Et même cette recherche des raisons qui expliquent l’existence de l’Académie
ecclésiastique et la confirmation, qui découle de cette enquête, des très nobles
et très actuelles finalités poursuivies par l’Académie, Nous pensons qu’elles
constituent l’objet continu des réflexions, des instructions, des exhortations
propres à cette maison d’étude et de formation; qu’elles forment comme
l’atmosphère qu’on y respire et que, par conséquent, elles n’ont nullement
besoin que Nous en disions quoi que ce soit, même si comme on l’a noté, le sujet
se prêterait à des considérations nombreuses et variées.

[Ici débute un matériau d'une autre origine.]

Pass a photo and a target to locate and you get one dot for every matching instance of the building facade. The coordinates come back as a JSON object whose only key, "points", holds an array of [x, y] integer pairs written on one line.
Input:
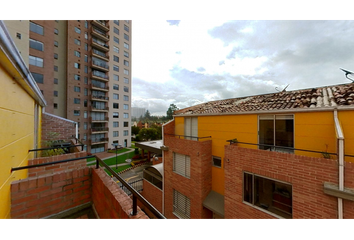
{"points": [[20, 110], [83, 68], [282, 155]]}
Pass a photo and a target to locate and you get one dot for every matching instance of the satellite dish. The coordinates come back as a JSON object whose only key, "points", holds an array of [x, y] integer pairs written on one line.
{"points": [[347, 73]]}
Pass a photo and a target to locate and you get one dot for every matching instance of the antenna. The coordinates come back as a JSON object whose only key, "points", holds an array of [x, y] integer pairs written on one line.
{"points": [[347, 73], [284, 90]]}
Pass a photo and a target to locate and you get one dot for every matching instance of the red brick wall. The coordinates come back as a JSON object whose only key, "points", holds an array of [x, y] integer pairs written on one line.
{"points": [[109, 200], [305, 174], [35, 198], [51, 123], [152, 194], [51, 169], [197, 187]]}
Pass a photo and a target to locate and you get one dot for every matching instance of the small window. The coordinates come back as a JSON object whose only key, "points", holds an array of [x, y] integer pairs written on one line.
{"points": [[216, 161], [268, 194]]}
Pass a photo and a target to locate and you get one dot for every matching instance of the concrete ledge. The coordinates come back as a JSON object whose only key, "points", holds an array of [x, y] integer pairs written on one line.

Nous Nous bornerons donc, comme souvenir de Notre acte de présence dans la
chère et illustre Académie, à reconnaître ouvertement qu’elle a une fonction
utile, qui est principalement de préparer des prêtres aptes au service du
Saint-Siège, aussi bien dans les Dicastères romains et spécialement à la
Secrétairerie d’Etat, que dans les Représentations pontificales éparses dans les
différentes nations du monde; et à souhaiter que cette préparation soit ce qu’elle
doit être aujourd’hui, tant sous l’aspect professionnel que – et spécialement –
sous l’aspect moral et sacerdotal.
Aux chers et vénérés élèves de l’Académie, à vous jeunes prêtres appelés à ce
singulier emploi de vos facultés et de votre ministère, Nous tenons
particulièrement à recommander d’avoir une idée claire de la mission qui vous
attend; de porter votre attention sur ce qui en elle est essentiel, le règne de
Dieu, le service de l’Eglise; de vous immuniser dès maintenant et fièrement
contre ce qui est en elle pure apparence et style extérieur; de mettre en acte
les pensées, les vertus, les résolutions claires et fortes, personnelles et
profondes, et authentiquement chrétiennes, afin d’être capables de faire
vraiment, noblement, de votre activité, quelle que soit celle que vous demande
la discipline ecclésiastique la plus sévère, d’en faire un ministère, une
oblation de charité, un témoignage vécu au prix de la souffrance, un témoignage
au Christ Notre Seigneur.
C’est ce que l’Eglise attend principalement de vous, excellents élèves; ce qu’elle
attend de cet Institut, école, plus que n’importe quelle autre, de Ministres de
l’Evangile, forts et savants, creuset de grandes âmes sacerdotales, pour le
service de la Sainte Eglise une, catholique, apostolique et romaine.
*L'Osservatore Romano.
Edition hebdomadaire en langue française, n.5 p.1.